A sold sign stands outside a home in Wyndmoor, Pa., on June 22, 2022. Two recent studies suggest that prospective homeowners will have to earn more than $100,000 annually to afford a typical home in much of the U.S.
Matt Rourke
/
AP
A sold sign stands outside a home in Wyndmoor, Pa., on June 22, 2022. Two recent studies suggest that prospective homeowners will have to earn more than $100,000 annually to afford a typical home in much of the U.S.

You've heard that it's a tough time to buy a house, but exactly how tough is it?

A pair of recent studies predicts that you'd need to earn more than $100,000 per year to comfortably afford a typical home in much of the U.S. right now.

That's a major jump from just four years ago, and it comes at a time when fewer homes are on the market and mortgage rates and housing prices have been high. House hunters, meanwhile, haven't seen their wages increase at the same pace.

"Housing costs have soared over the past four years as drastic hikes in home prices, mortgage rates and rent growth far outpaced wage gains," Zillow senior economist Orphe Divounguy said in a statement.

The six-figure threshold

A Zillow analysis released in February found that prospective homeowners would have to earn more than $106,000 annually to be able to buy a typical home in the U.S.

That's an 80% increase from the $59,000 yearly income the website predicted a household would need to comfortably afford a home in 2020.

In a separate study released Monday, the financial website Bankrate suggested Americans would have to rake in $110,871 per year to afford a median-priced home, which the outlet says costs $402,343. That income level surged nearly 50% from its 2020 estimate.

"Home values are near record highs, and if you want a house, you have little choice but to pay a high price," Bankrate housing market analyst Jeff Ostrowski said.

The national median household income, according to data from the U.S. Census Bureau, is around $74,500.

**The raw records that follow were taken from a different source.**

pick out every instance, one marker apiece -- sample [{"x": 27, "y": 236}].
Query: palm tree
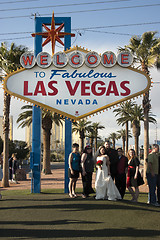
[
  {"x": 123, "y": 112},
  {"x": 47, "y": 119},
  {"x": 96, "y": 126},
  {"x": 136, "y": 116},
  {"x": 113, "y": 137},
  {"x": 9, "y": 62},
  {"x": 122, "y": 135},
  {"x": 91, "y": 135},
  {"x": 146, "y": 51},
  {"x": 81, "y": 127}
]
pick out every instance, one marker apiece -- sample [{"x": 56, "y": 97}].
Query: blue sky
[{"x": 104, "y": 25}]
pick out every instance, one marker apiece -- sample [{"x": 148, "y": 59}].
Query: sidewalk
[{"x": 53, "y": 181}]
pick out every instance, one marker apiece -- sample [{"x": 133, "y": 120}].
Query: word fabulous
[{"x": 76, "y": 59}]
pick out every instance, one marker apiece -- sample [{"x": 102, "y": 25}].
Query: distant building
[
  {"x": 57, "y": 136},
  {"x": 10, "y": 127}
]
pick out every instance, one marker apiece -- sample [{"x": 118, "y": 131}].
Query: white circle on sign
[
  {"x": 60, "y": 59},
  {"x": 108, "y": 59},
  {"x": 125, "y": 59},
  {"x": 27, "y": 60},
  {"x": 76, "y": 59},
  {"x": 44, "y": 60},
  {"x": 92, "y": 59}
]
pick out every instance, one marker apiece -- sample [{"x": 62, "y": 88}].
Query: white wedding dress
[{"x": 105, "y": 187}]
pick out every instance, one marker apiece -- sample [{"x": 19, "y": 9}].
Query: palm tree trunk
[
  {"x": 81, "y": 145},
  {"x": 136, "y": 139},
  {"x": 126, "y": 149},
  {"x": 146, "y": 142},
  {"x": 91, "y": 142},
  {"x": 95, "y": 143},
  {"x": 114, "y": 143},
  {"x": 46, "y": 151},
  {"x": 123, "y": 142},
  {"x": 146, "y": 107},
  {"x": 6, "y": 111}
]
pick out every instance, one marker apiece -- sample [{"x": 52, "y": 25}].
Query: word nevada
[{"x": 76, "y": 59}]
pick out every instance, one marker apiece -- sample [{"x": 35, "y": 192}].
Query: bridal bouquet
[{"x": 99, "y": 164}]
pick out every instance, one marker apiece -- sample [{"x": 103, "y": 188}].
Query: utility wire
[
  {"x": 113, "y": 26},
  {"x": 92, "y": 10},
  {"x": 86, "y": 29},
  {"x": 19, "y": 1},
  {"x": 63, "y": 5}
]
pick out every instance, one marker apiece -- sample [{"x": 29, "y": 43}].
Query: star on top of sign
[{"x": 54, "y": 34}]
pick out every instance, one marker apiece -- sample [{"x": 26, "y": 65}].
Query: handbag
[{"x": 139, "y": 179}]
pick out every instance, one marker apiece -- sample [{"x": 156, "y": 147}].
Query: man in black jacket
[
  {"x": 122, "y": 168},
  {"x": 113, "y": 158}
]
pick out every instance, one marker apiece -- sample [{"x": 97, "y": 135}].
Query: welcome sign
[{"x": 77, "y": 83}]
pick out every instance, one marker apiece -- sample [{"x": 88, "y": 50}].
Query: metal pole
[
  {"x": 68, "y": 123},
  {"x": 36, "y": 127}
]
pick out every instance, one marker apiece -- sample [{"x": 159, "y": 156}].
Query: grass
[{"x": 53, "y": 215}]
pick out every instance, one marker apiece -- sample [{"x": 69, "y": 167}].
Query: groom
[{"x": 113, "y": 158}]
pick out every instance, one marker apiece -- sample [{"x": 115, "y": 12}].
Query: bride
[{"x": 105, "y": 187}]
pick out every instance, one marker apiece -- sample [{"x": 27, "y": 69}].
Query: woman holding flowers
[
  {"x": 87, "y": 163},
  {"x": 105, "y": 187}
]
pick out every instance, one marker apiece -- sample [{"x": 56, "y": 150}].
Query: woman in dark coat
[
  {"x": 133, "y": 170},
  {"x": 87, "y": 162}
]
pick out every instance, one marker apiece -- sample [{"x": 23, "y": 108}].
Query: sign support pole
[
  {"x": 35, "y": 157},
  {"x": 68, "y": 122}
]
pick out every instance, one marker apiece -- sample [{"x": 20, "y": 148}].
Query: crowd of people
[{"x": 114, "y": 172}]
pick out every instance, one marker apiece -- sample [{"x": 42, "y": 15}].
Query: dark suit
[
  {"x": 120, "y": 179},
  {"x": 113, "y": 158}
]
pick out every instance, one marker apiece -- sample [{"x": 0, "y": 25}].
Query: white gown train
[{"x": 105, "y": 187}]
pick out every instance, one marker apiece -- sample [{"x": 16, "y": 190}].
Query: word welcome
[
  {"x": 87, "y": 88},
  {"x": 76, "y": 59}
]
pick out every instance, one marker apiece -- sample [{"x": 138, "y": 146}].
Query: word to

Location, location, location

Of course, those figures are based on national data, and home prices vary depending on where you want to live.

Bankrate found that aspiring homeowners in 22 states and Washington, D.C., should earn at least $100,000 per year to afford a typical home. Buyers in the South and Midwest require less to pay for new digs than those in the West and Northeast.

Still, the 22 states requiring a six-figure income is an increase from the only six states (and D.C.) where that much money would have been necessary to buy a typical house in 2020.

The states that saw the largest increase in the annual income necessary to buy a typical home were Montana, Utah, Tennessee, South Carolina and Arizona.

In Seattle, New York City, Boston and four major metro areas in California — San Jose, San Francisco, Los Angeles and San Diego — prospective households would have to earn more than $200,000 per year to afford a typical home, according to Zillow.

Memphis, Cleveland, New Orleans and Birmingham were among the most affordable cities.

But Zillow found only three major metro areas in the U.S. where homebuyers making the median income could afford a typically priced home: Pittsburgh, St. Louis and Detroit.